Go with the feeling and let it wash over you for now, let it burn off and don't fight too hard. Struggling can make it worse. Just know that you need time to let these feelings naturally process and your real original self to come back into focus. The looking at yourself as being worthless thing is universal tho, it comes with the job. Just know that we will all experience it to varying degrees as part of our recovery and that it is a natural way for our brain to reevaluate the negativity we have had inflicted on us. I found it really helpful to try and identify the voice that all these outer and inner critics take on, and if that is obvious to you after a while, start taking that influence down, brick by brick. Take your time and go steady. Recovery from C-PTSD is not linear and can sometimes relapse hard, but if you try and remain objective and play the detective with your inner demons, sooner or later you can coax them out of the shadows and spray them with a bug spray.
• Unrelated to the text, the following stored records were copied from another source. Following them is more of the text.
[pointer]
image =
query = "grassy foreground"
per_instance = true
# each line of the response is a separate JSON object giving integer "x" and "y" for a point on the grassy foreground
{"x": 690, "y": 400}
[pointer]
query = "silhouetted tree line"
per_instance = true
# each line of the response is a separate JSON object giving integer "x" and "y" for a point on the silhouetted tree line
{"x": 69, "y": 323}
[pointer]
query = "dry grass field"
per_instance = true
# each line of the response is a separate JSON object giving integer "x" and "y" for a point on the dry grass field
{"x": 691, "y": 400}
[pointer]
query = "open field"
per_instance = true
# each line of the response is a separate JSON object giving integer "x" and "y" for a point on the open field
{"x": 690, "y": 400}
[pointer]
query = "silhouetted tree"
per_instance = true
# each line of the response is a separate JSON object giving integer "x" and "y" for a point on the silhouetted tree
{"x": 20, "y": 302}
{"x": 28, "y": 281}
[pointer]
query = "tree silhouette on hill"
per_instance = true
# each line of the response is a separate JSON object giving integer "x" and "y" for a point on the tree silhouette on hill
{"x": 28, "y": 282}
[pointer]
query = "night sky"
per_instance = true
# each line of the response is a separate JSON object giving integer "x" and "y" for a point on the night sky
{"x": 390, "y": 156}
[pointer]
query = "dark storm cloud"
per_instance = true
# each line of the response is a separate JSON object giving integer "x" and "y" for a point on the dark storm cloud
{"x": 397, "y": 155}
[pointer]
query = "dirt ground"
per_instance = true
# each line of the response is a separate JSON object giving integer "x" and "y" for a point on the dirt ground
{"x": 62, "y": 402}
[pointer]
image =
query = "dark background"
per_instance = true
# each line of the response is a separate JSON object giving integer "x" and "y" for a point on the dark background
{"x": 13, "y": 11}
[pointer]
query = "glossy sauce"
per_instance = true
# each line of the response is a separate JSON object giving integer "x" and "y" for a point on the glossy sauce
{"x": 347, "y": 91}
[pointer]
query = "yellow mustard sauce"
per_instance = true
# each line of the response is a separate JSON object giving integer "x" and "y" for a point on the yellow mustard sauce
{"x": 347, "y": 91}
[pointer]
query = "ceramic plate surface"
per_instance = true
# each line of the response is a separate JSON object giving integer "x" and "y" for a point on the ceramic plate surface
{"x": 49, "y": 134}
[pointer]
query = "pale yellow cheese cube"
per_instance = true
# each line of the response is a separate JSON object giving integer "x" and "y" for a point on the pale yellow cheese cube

You have lots to give. If people felt they could take from you, then there was something valuable there. It's still there, but now the value is yours.

As always, recommend the Spartan life coach on youtube. That guy really knows how to explain these dynamics in a clear everyday manner.

Stiffen the sinews, it's your life, take it back!

Kalmer

Thanks JamesG.1, your reply really cheered me up.

I watched a Spartan life coach video and enjoyed it, though some points were a little challenging. I'm going to watch some more though, as I liked what RB had to say.